Aldermore sees profit before tax almost double




Aldermore Group’s profit before tax for the six months ended 31st December 2021 has reached £110.1m, 91% higher than the same period last year.

Its business finance net lending also rose to £3.3bn — a £200m increase compared to the first half of 2021 — with growth achieved across all business lines.

However, its retail mortgage net lending dropped by £200m to £7.1bn, as growth in owner-occupied was offset by high levels of redemptions in BTL, driven by an expected increase in five-year fixed-rate product maturities.

Overall, the group net lending increased by 3% compared to the first six months of 2021, reaching £13.9bn.

Total customer deposits rose by 5% to £13.1bn (30 June 2021: £12.4bn), with the majority of growth in personal savings, as the group sought to optimise deposit mix while actively responding to market and customer demand.

In addition, the group has seen its customer base grow to 690,000 in the last six months.

Steven Cooper, CEO at Aldermore Group (pictured above) said: “Despite ongoing macroeconomic uncertainty, I’m pleased with our performance and the momentum on which we can build. 

“We continue our focus on helping UK businesses and have seen growth in demand for specialist finance across all our SME product areas. 

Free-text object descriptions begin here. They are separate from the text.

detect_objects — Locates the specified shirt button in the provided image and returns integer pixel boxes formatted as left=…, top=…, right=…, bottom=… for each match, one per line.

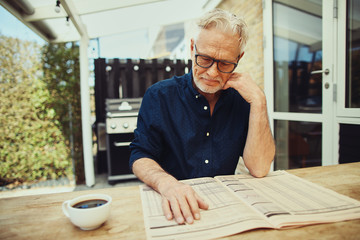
left=196, top=95, right=199, bottom=99
left=206, top=132, right=210, bottom=137
left=205, top=159, right=209, bottom=164
left=204, top=106, right=208, bottom=110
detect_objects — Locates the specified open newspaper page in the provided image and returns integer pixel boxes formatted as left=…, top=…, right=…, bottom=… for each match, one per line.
left=140, top=177, right=272, bottom=240
left=216, top=171, right=360, bottom=228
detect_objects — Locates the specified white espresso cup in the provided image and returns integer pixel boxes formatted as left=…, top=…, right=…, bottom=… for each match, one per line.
left=62, top=194, right=112, bottom=230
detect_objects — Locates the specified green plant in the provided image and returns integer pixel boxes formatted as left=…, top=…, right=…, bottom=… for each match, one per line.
left=42, top=42, right=84, bottom=183
left=0, top=35, right=72, bottom=185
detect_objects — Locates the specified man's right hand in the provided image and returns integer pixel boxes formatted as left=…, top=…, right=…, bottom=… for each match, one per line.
left=132, top=158, right=209, bottom=224
left=158, top=179, right=209, bottom=224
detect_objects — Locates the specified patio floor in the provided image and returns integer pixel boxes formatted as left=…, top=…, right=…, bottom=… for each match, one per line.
left=0, top=174, right=142, bottom=199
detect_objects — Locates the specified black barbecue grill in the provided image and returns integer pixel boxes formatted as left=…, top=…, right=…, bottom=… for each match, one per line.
left=105, top=98, right=142, bottom=184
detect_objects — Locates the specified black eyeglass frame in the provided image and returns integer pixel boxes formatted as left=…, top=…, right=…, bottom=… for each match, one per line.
left=194, top=44, right=239, bottom=73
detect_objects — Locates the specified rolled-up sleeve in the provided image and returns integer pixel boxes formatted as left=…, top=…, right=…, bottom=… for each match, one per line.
left=129, top=87, right=163, bottom=170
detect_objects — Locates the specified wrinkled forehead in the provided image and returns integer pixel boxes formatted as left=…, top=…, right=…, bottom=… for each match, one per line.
left=194, top=28, right=242, bottom=60
left=194, top=24, right=243, bottom=53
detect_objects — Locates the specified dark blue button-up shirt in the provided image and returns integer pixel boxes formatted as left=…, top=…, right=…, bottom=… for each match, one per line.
left=129, top=70, right=250, bottom=180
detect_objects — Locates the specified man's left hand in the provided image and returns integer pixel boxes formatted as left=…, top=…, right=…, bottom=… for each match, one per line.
left=223, top=72, right=265, bottom=105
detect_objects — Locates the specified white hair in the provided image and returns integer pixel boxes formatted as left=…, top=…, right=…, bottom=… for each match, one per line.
left=195, top=8, right=249, bottom=54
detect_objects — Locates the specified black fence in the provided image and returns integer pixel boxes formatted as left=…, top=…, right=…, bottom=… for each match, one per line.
left=94, top=58, right=192, bottom=123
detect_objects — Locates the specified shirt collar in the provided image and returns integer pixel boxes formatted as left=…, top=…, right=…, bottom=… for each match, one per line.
left=186, top=69, right=200, bottom=98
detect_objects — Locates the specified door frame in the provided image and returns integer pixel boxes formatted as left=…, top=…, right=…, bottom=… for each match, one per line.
left=263, top=0, right=337, bottom=169
left=336, top=0, right=360, bottom=118
left=333, top=0, right=360, bottom=163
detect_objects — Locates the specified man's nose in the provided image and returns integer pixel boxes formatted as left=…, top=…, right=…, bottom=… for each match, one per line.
left=207, top=62, right=219, bottom=77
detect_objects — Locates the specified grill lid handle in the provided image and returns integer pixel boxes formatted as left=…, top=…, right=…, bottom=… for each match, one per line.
left=118, top=102, right=132, bottom=111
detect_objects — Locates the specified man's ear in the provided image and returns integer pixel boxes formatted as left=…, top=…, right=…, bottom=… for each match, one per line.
left=190, top=38, right=195, bottom=53
left=239, top=51, right=245, bottom=60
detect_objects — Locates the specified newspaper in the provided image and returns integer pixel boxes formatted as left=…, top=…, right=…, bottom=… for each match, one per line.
left=140, top=171, right=360, bottom=240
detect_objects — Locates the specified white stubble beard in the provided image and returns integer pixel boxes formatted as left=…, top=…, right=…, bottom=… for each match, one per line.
left=193, top=74, right=224, bottom=94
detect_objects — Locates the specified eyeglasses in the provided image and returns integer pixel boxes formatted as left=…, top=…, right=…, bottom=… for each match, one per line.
left=194, top=44, right=238, bottom=73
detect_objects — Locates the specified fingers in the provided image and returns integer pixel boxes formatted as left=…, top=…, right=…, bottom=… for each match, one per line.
left=182, top=192, right=198, bottom=223
left=195, top=192, right=209, bottom=211
left=222, top=72, right=245, bottom=90
left=176, top=195, right=193, bottom=224
left=164, top=191, right=195, bottom=224
left=161, top=197, right=173, bottom=221
left=160, top=183, right=209, bottom=225
left=187, top=192, right=209, bottom=221
left=161, top=196, right=192, bottom=224
left=223, top=72, right=264, bottom=104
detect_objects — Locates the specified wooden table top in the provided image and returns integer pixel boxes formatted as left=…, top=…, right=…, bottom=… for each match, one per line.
left=0, top=162, right=359, bottom=240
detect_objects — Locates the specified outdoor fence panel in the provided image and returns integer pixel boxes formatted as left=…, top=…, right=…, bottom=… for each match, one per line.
left=95, top=58, right=192, bottom=109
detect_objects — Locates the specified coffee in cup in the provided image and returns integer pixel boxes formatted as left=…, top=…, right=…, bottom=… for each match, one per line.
left=62, top=194, right=112, bottom=230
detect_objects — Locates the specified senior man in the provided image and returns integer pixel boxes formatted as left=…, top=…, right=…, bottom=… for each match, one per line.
left=130, top=8, right=275, bottom=225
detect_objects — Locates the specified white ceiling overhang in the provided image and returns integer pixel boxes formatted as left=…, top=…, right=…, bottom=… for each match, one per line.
left=1, top=0, right=222, bottom=43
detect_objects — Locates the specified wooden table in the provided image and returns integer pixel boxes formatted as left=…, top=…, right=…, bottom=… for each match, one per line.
left=1, top=162, right=360, bottom=240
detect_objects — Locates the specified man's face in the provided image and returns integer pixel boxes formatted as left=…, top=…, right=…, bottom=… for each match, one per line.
left=191, top=28, right=241, bottom=95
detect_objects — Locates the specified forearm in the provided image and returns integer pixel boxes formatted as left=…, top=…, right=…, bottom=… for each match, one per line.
left=132, top=158, right=178, bottom=193
left=243, top=99, right=275, bottom=177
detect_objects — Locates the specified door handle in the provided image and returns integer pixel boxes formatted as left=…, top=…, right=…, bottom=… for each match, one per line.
left=310, top=69, right=330, bottom=75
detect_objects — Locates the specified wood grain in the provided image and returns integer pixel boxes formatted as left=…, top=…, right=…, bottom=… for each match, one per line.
left=0, top=162, right=359, bottom=240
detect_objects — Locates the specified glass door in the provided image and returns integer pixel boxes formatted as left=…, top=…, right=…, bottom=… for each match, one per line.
left=338, top=0, right=360, bottom=116
left=336, top=0, right=360, bottom=164
left=263, top=0, right=335, bottom=170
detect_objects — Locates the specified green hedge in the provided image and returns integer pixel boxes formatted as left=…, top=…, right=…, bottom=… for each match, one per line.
left=0, top=80, right=72, bottom=185
left=0, top=35, right=74, bottom=186
left=42, top=42, right=84, bottom=184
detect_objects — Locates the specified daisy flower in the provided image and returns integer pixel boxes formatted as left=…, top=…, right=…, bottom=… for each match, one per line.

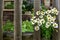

“Within retail mortgages, there was steady growth in the owner-occupied book and BTL achieved record levels of product switches. 

“Through improvements in our operational capacity, we’ve driven increases in the pipeline, leaving us well positioned for the second half of the year. 

“We have responded quickly to market changes and customer demand to deliver consistent choice and competitive products for savers. 

“The growth in our deposits demonstrates the success of our customer-focused offering and the stability of our funding model to support our growing lending portfolio.

“Looking ahead, we are confident in our ability to build on this momentum, making use of our financial strength, business expertise and first-class products and services to back our customers through the current challenging economic environment and beyond.”